Sin bloqueo, un objetivo que se repite con insistencia en presencia de el coetáneo contexto de tensiones geopolíticas es el de conseguir una pequeño dependencia de las importaciones en el circunscripción energético, ya que estima que un tercio de todas las nuevas medidas adoptadas entre 2009 y 2022 estuvieron dirigidas a esta ámbito.
Este adelanto del referencia, que se presentará íntegro el próximo 14 de octubre en el entorno de las reuniones anuales del FMI, averiguación, a partir del disección de datos y con exclusivo intensidad en procesos de industrialización exitosos que cerraron brechas tecnológicas y económicas como los de Brasil y Corea del Sur en los setenta, señalar las condiciones que hacen más probable el que estas políticas tengan éxito.
A abundante plazo, advierte el texto, las inversiones pueden mejorar la productividad, “pero esto conlleva un aumento de los precios al consumidor durante la grado de crecimiento”.
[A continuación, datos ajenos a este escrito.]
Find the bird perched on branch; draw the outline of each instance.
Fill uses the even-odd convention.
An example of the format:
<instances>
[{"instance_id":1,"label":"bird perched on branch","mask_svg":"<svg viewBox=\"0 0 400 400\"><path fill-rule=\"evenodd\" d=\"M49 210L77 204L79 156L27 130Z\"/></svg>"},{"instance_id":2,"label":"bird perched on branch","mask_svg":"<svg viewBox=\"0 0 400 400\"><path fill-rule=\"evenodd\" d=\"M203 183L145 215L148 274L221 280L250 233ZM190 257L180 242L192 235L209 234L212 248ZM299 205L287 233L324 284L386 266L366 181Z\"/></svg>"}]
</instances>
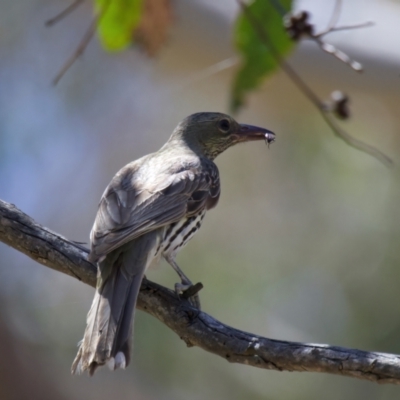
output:
<instances>
[{"instance_id":1,"label":"bird perched on branch","mask_svg":"<svg viewBox=\"0 0 400 400\"><path fill-rule=\"evenodd\" d=\"M97 264L97 287L72 373L130 361L136 300L145 270L163 257L178 273L178 294L193 288L175 257L200 228L220 195L213 160L236 143L274 141L264 128L228 115L203 112L185 118L167 143L123 167L101 197L90 233L89 260ZM191 298L200 307L198 294Z\"/></svg>"}]
</instances>

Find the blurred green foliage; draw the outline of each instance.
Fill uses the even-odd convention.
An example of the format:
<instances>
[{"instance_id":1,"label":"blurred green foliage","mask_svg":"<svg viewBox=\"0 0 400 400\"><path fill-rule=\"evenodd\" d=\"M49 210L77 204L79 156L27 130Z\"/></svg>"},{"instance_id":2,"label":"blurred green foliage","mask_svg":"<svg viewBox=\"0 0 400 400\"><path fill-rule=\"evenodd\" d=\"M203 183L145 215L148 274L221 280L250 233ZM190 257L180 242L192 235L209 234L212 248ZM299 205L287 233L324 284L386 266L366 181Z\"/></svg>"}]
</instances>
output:
<instances>
[{"instance_id":1,"label":"blurred green foliage","mask_svg":"<svg viewBox=\"0 0 400 400\"><path fill-rule=\"evenodd\" d=\"M142 3L142 0L96 0L96 11L101 15L98 34L106 50L123 50L132 43Z\"/></svg>"},{"instance_id":2,"label":"blurred green foliage","mask_svg":"<svg viewBox=\"0 0 400 400\"><path fill-rule=\"evenodd\" d=\"M289 11L292 1L281 0L279 5ZM286 55L293 48L294 42L284 30L282 14L273 1L255 0L247 10L260 23L275 51ZM232 88L230 108L233 112L243 105L246 93L259 86L278 67L276 57L265 41L261 40L253 25L253 21L242 12L234 27L234 41L243 56L243 63Z\"/></svg>"},{"instance_id":3,"label":"blurred green foliage","mask_svg":"<svg viewBox=\"0 0 400 400\"><path fill-rule=\"evenodd\" d=\"M96 11L101 15L98 25L100 41L107 51L124 50L134 41L134 31L143 16L143 0L96 0ZM283 28L282 14L292 8L292 0L255 0L248 12L260 23L271 46L284 56L294 47ZM278 61L245 13L236 21L234 43L243 56L243 63L232 86L230 109L237 111L247 92L257 88L263 79L274 72Z\"/></svg>"}]
</instances>

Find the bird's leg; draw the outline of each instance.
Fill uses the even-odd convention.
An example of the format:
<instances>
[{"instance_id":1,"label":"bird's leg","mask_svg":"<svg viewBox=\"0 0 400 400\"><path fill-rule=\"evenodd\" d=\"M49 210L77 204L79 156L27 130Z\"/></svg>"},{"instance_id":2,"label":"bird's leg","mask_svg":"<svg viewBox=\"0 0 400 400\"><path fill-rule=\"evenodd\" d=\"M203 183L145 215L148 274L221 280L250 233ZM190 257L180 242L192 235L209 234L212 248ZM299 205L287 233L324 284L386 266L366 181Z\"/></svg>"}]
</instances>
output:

Estas políticas igualmente pueden difundir un elevado desembolso conocido, un aspecto importante “en un contexto de altos niveles de endeudamiento y establecido ganancia fiscal en muchos países” y, si correctamente pueden impulsar la producción en el sector objetivo, el estudio apunta a que este beneficio debe sopesarse con otros factores, como el coste fiscal, el aumento del IPC o la posible malversación de medios.
El capítulo concluye subrayando que la política industrial puede ser valiosa siempre que se cojín en un dictamen riguroso, esté dirigida con precisión y se integre adentro de un entorno de reformas institucionales más amplias.
Según el disección, los responsables políticos deben tener muy presente el compensación entre desembolso conocido y transformación económica a abundante plazo, los beneficios sectoriales frente a la eficiencia integral o la asignación errónea de medios que afecte colateralmente a otros sectores.